It’s a relentless housing calculus in NYC. There’s not much land, there’s a growing population, 8.2 million and rising, and not enough rental porperties to go around. You see there’s a now a higher number of single people, almost half of New York’s population, yet most of those huge apartment buildings going up all over the place in Manhattan seem to be targetted towards either foreign buyers or people with big salaries. Yet the highest demand for housing is from single people on mid to lower wages.
NYC real estate people are quite open about the maladjustment in the housing market and up until now their strategy has been to suggest New Yorkers spread out, specifically to choose an apartment out of Manhattan. But now median rents in Manhattan, Brooklyn and Queens are all around $3,000 a month and while the Bronx and Staten Island are still lower they have areas that are catching up fast.
A recent survey of more affordable areas listed Inwood (Manhattan), St George (Staten Island), Riverdale (Bronx), Murray Hill (U.E.S), Bay Ridge (Brooklyn), Prospect Heights (Brooklyn), Long Island city (Queens), Jackson Heights (queens), riverdale (Bronx), and Greenpoint (Brooklyn) all areas distinguished by not being in the most populous parts of the City.
But finally developers are looking to address the relentless demand for cheaper 1 person rentals.

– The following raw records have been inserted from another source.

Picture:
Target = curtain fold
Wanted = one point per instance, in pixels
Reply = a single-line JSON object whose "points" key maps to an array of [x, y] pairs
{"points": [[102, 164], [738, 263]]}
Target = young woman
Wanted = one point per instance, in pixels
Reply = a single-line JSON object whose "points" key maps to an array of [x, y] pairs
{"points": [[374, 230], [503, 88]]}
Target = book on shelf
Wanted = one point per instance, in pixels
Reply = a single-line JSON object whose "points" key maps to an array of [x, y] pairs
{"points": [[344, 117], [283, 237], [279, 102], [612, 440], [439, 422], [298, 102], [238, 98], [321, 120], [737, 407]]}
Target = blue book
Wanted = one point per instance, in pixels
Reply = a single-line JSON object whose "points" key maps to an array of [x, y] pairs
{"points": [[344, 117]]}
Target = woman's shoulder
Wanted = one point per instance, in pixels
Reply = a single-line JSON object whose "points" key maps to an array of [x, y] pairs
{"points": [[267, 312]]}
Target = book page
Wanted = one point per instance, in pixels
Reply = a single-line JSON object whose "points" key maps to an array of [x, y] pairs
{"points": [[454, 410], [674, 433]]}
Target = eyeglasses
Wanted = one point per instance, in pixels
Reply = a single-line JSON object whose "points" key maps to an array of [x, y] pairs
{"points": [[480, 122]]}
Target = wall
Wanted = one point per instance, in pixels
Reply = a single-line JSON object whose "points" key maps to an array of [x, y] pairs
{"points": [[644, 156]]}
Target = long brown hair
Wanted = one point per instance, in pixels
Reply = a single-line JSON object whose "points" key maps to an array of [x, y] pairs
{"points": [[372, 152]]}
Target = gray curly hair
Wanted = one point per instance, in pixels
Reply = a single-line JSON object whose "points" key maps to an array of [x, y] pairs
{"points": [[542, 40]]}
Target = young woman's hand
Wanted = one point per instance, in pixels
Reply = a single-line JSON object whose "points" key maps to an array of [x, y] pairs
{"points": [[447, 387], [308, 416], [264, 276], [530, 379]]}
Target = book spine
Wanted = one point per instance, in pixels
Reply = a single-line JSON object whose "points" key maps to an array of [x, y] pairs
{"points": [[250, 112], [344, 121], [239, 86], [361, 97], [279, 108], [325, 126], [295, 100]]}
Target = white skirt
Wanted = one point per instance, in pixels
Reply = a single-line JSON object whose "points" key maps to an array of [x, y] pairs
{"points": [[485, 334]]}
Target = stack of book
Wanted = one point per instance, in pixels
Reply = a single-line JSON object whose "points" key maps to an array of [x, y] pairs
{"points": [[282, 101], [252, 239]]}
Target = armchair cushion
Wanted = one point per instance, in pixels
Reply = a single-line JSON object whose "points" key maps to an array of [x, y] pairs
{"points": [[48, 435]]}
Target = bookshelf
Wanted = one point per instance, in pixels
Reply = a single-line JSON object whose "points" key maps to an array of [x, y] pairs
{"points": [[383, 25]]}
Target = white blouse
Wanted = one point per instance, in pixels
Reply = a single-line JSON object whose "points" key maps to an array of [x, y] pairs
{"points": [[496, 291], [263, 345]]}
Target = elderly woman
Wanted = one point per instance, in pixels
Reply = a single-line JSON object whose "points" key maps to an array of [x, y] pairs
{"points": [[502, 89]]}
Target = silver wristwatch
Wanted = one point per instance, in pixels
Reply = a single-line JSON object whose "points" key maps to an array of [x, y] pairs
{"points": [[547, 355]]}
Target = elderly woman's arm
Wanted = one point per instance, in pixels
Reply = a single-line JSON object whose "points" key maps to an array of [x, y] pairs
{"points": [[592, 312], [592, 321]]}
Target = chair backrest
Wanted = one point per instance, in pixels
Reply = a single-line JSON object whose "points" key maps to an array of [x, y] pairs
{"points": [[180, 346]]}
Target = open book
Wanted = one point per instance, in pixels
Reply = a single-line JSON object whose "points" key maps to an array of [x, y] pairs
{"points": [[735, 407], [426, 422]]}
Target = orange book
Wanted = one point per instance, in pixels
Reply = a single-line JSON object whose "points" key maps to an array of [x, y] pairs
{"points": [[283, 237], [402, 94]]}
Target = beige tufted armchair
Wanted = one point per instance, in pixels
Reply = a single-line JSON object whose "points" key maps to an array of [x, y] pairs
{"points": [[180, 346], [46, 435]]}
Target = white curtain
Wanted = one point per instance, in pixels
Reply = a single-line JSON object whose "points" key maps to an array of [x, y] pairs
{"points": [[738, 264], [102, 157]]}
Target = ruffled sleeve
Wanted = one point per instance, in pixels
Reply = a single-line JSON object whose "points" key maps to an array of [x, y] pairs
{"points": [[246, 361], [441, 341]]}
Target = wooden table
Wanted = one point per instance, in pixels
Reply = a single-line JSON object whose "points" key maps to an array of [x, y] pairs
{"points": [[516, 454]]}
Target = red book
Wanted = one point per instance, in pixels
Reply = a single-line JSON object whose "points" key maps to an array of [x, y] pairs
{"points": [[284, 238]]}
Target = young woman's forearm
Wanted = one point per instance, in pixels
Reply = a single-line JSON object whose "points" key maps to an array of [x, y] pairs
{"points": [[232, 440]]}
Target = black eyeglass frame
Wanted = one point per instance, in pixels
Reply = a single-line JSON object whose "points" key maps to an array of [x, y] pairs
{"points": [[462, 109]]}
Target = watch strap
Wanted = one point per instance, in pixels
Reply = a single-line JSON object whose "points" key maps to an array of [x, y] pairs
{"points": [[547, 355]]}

The buzzword now is micro apartments, fitting more into less, see the video. It’s the obvious way to go, a solution adopted by other high denisty cities around the world. There’s one demonstration project underway but expect many more proposals to hit City Planners desks soon.
For now however the hunt for lower rentals continues and perhaps a few of those looking should think laterally and go to Jersey City. 5 mins from Lower Mnahattan by PATH train, closer to all the Midtown and Downtown Manhattan has to offer than any of the neighborhoods listed above as places to look for rentals. The rents are lower and the area is gentrifying fast in response to the large number of young professionals moving in.